Sunday, August 9, 2015

Thick, those Norwegian skulls

Too bad they can't cut down some of their old growth forests for two-by-fours;
Every year the state spends millions of kroner on public information campaigns, on topics as diverse as urging Norwegians to eat more vegetables to observing speed limits. New research suggests it’s all a waste of taxpayers’ money.
[Norway's statistical agency] NOVA researchers had studied whether Norwegians who received information from welfare agency NAV about pensions actually remember what they were told. Jakobsson said the researchers were surprised that those who received and read the campaign literature neither comprehended it nor had a basis to learn more later.
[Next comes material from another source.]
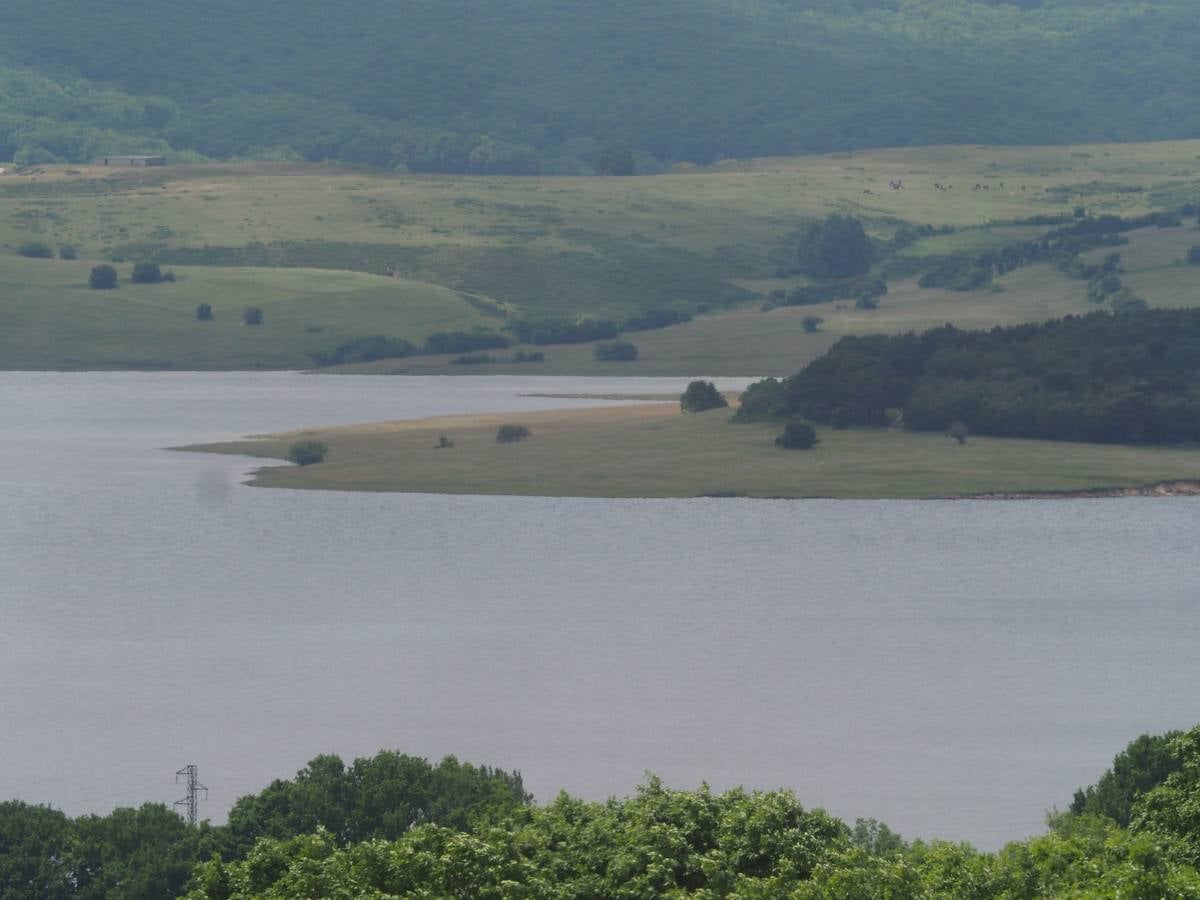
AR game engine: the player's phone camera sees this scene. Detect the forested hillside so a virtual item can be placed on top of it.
[0,0,1200,174]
“We thought that when folks read the material they would learn at least a little, and have a better basis for learning more later,” he told NRK. “But our results show that they read the material, learned a bit but had forgotten it just four months later.”
And even the simple stuff didn't register;
... like the roadside warnings urging motorists to remember to use their seatbelts, also have little effect and mostly only subsidize the advertising industry.
Which was probably the motive (our bold above) to get the information distributed in the first place.

1 comment:

  1. In time, the selective pressure for using seatbelts will win over future generations, say in 3000 years. People of that time will still not read government documents, but they will just like wearing seat belts. They will be born that way.

    I wonder if there is selective pressure against reading government documents. Time will tell.